文摘This paper presents a gross examination about Unified Power Quality Conditioner (UPQC) to invigorate the power issues at the distribution level of the electrical system. Nowadays power electronics research has added the importance of power quality studies, for concrete illustration, Custom Power Devices (CPD) and Flexible AC Transmission position (FACTS) devices. The approach offered in this paper utilizes the series and shunt compensator of Unified Power Quality Conditioner (UPQC) to inject a compensation voltage in-phase with the source current over voltage fluctuations. The execution of two structures of UPQC, left-shunt (L-UPQC) and right-shunt (R-UPQC) are investigated under diverse operating conditions based on the fuzzy logic controller to raise the value of power quality of a single feeder distribution system by MATLAB/Simulink programming. Various power quality issues have been analyzed in this study. Finally, the right shunt UPQC is outperformed in this proposed power system.
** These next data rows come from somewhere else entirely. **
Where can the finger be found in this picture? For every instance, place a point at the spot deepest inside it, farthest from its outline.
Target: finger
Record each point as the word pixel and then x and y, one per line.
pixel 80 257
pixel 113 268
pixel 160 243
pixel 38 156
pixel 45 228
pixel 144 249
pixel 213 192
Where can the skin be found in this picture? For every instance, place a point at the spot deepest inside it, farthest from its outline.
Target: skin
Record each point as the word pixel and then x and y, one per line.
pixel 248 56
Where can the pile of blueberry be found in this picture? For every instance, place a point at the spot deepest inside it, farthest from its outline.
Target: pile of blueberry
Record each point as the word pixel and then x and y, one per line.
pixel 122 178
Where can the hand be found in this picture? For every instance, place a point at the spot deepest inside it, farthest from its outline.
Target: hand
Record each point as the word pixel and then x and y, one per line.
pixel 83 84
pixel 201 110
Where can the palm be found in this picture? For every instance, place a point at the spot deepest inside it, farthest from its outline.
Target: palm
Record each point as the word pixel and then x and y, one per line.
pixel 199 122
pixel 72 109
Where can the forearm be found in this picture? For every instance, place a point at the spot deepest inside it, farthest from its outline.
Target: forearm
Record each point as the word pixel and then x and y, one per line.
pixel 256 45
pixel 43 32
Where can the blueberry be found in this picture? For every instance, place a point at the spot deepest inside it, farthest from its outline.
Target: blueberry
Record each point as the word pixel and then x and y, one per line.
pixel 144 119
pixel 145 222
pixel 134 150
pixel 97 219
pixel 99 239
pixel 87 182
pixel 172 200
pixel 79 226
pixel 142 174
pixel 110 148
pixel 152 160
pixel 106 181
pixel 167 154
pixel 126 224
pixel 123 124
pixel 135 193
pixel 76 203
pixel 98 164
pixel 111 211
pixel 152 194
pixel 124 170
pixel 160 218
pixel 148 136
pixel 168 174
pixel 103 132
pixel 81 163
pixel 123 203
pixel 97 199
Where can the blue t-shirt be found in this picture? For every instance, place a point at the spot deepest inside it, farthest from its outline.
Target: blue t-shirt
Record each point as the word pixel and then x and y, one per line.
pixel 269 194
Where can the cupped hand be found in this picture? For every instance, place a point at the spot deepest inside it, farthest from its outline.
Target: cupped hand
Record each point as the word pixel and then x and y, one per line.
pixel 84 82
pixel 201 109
文摘In recent days, the multilevel inverter technology is widely applied to domestic and industrial applications for medium voltage conversion. But, the power quality issues of the multilevel inverter limit the usage of much sensitive equipment like medical instruments. The lower distortion level of the output voltage and current can generate a quality sinusoidal output voltage in inverters and they can be used for many applications. The harmonics can cause major problems in equipments due to the nonlinear loads connected with the power system. So, it is necessary to minimize the losses to raise its overall efficiency. In this paper, a new topology of seven level asymmetrical cascaded H-bridge multilevel inverter with a Fuzzy logic controller had been implemented to reduce the Total Harmonic Distortion (THD) and to improve the overall performance of the inverter. The proposed model is well suited for use with a solar PV application. In this topology, only six IGBT switches are used with three different voltage ratings of PV modules (1:2:4). The lower number of semiconductor switches leads to minimizing overall di/dt ratings and voltage stress on each switches and switching losses. The gate pulses generated by Sinusoidal Pulse Width Modulation (SPWM) technique with a Fuzzy logic controller are also introduced. A buck-boost converter is used to maintain the constant PV voltage level integrated by an MPPT technique followed by Perturb and Observer algorithm is also implemented. The MPPT is used to harness the maximum power of solar radiations under its various climatic conditions. The new topology is evaluated by a Matlab/Simulink model and compared with a hardware model. The results proved that the THD achieved by this topology is 1.66% and realized that it meets the IEEE harmonic standards.